Por outro lado, fora do campo dos alimentos, outros produtos também colaborarão para uma alta da inflação. “Entre eles, os medicamentos, com alta autorizada de até 4,5% a partir deste mês, além de um possível reajuste de gasolina e diesel, em função da recente alta do barril de petróleo”, cita, lembrando que os preços desses combustíveis já se encontram defasados em relação ao mercado internacional. “Com medicamentos, energia e essa nova pressão que se forma em alimentos, a inflação de abril tende a superar a de março”, afirma.

Mas o ponto que de fato levanta preocupação é o comportamento da inflação de serviços. Enquanto a inflação pelo IPCA em 12 meses encerrados em março é de 3,9%, a de serviços chega a 5,9%, aponta Braz. “Temos muitas fontes de pressão que diminuem o poder da política monetária sobre a inflação de serviços”, diz. Um deles, cita Braz, é a armadilha que o juro alto impõe sobre alguns mercados, como o de compra e venda de imóveis. “Se o juro está alto, desestimula a compra de imóveis, porque encarece o crédito. Isso faz com que a busca por aluguel se aqueça, e esse preço, que é um serviço livre, sobe”, descreve. Outra fonte de pressão é a indexação de preços, que tendem a aumentar quanto maior é a expectativa de inflação. “Condomínio, mensalidade escolar são exemplos de serviços que nunca sobem menos que a inflação do ano anterior”, exemplifica, lembrando ainda que o mercado de trabalho aquecido também fortalece essa tendência, dando fôlego ao consumo de serviços. “Somente à medida que a inflação vai convergindo para a meta é que essa tendência à indexação se reduz”, afirma.

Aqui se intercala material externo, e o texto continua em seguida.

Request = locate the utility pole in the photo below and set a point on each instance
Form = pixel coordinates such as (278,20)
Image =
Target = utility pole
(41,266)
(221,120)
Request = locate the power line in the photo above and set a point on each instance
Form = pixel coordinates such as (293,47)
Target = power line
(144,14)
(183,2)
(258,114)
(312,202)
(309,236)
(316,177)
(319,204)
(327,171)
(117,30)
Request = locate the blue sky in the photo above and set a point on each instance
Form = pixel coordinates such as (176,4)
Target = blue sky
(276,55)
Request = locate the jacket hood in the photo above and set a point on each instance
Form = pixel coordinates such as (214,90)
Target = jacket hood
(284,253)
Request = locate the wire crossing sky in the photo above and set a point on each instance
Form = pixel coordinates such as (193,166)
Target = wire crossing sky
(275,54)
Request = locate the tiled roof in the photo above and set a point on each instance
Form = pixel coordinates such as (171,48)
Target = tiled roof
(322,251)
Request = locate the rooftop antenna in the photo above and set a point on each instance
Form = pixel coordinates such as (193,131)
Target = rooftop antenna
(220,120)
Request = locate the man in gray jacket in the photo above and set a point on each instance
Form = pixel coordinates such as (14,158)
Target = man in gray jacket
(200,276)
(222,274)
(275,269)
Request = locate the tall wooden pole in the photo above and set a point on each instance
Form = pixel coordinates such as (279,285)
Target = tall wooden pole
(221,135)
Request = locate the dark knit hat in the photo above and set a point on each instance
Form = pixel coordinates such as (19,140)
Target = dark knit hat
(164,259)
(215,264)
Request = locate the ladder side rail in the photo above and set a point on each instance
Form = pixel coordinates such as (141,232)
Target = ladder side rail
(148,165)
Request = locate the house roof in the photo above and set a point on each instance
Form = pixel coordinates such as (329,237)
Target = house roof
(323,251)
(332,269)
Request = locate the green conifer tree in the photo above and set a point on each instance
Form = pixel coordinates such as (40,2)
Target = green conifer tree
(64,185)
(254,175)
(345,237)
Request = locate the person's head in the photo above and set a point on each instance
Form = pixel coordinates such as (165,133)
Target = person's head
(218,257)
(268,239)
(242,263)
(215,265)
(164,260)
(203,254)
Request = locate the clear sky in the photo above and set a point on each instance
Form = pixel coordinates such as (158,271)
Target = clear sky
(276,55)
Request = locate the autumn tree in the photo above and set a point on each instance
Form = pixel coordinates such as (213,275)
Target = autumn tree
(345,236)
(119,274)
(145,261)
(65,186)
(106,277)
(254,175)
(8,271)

Entre os fatores que também podem colaborar para essa desindexação, Braz cita o aumento da concorrência onde hoje há concentração, como o elétrico, com a ampliação do mercado livre de energia.

Sobre os resultados de inflação ao consumidor dos Estados Unidos, que na contramão do brasileiro vieram piores que o esperado, refletindo-se em projeções menos otimistas para o horizonte de corte de juros, Braz comenta que o reflexo mais significativo poderá ser sentido nos investimentos. “Com um risco país maior do que o americano, uma questão fiscal ainda delicada e longe de ser de curto prazo, a manutenção de juros altos no EUA podem desestimular a permanência de investimentos no Brasil”, diz. Isso, por sua vez, pode ter repercussão no câmbio, que pode beneficiar as exportações de commodities, mas não o preço dos alimentos para o consumidor doméstico.